Pope Francis has been branded an 'ice-cold, cunning Machiavellian' and a 'liar' by one of his cardinals, a German magazine reports.
The anonymous cardinal made the comments in a bombshell interview with Der Spiegel for its 19-page report on the Catholic Church sexual abuse scandal.
He said: "The pope preaches mercy, but in reality he is an ice-cold, cunning Machiavellian, and, what is worse – he lies."
The cardinal was referring to claims that Francis knew about sexual abuse allegations against US Cardinal Theodore McCarrick long before he admitted he was aware of them or took any action.
A report from a high-ranking cardinal in August claimed the pope knew about McCarrick in 2013 – but still employed him as a consultant in naming new American bishops until his resignation in July this year.
The Pope declined to comment.
The report was the main item in this week's Der Siegel magazine which featured a picture of the pope on the front and was titled Du Sollst Nicht Lügen (Thou Shalt Not Lie).

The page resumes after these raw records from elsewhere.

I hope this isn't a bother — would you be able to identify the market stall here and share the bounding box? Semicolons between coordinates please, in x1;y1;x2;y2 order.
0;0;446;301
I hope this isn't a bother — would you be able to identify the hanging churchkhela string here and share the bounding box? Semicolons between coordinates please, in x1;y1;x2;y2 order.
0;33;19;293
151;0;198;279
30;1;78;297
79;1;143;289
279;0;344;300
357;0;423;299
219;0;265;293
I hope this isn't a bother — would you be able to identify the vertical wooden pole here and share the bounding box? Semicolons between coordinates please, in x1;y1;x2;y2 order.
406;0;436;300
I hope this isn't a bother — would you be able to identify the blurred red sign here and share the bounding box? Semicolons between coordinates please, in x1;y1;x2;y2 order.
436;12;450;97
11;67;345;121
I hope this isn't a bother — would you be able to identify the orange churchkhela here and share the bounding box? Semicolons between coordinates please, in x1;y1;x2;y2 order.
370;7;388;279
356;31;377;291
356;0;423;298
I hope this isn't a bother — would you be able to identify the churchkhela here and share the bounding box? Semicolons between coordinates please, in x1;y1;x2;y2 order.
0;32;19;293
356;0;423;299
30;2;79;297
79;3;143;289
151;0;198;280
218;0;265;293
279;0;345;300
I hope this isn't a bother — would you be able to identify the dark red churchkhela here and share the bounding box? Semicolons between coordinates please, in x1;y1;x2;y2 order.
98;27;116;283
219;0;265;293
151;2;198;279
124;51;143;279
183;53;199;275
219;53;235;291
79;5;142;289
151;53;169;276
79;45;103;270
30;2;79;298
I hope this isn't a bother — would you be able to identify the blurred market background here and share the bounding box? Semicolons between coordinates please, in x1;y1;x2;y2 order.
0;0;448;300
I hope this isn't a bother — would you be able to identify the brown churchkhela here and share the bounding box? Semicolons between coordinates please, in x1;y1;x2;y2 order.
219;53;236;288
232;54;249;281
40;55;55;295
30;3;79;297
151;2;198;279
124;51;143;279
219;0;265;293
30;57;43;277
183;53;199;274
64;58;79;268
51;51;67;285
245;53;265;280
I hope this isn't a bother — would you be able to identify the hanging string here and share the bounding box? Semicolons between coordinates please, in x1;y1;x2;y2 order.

The report criticised the pope's handling of abuse allegations generally, stating: 'He often speaks at inopportune moments, yet in important moments remains silent.'
On Tuesday in Estonia, Pope Francis acknowledged that the sex abuse scandals rocking the Catholic Church are driving people away – and admitted the church must change its ways if it wants to keep future generations.
Francis referred directly to the crisis convulsing his papacy on the fourth and final day of his Baltic pilgrimage, which coincided with the release of the devastating new report into decades of sex abuse and cover-up in Germany.
Francis told a gathering of young people in largely secular Estonia Tuesday that he knew many young people felt the church has nothing to offer them and simply doesn't understand their problems today.
He acknowledged their complaints and said: 'We ourselves need to be converted; we have to realize that in order to stand by your side we need to change many situations that, in the end, put you off.'
Meanwhile, Germany's Catholic Church is expected today to confess to and apologise for thousands of cases of sexual abuse against children, part of a global scandal heaping pressure on the Vatican.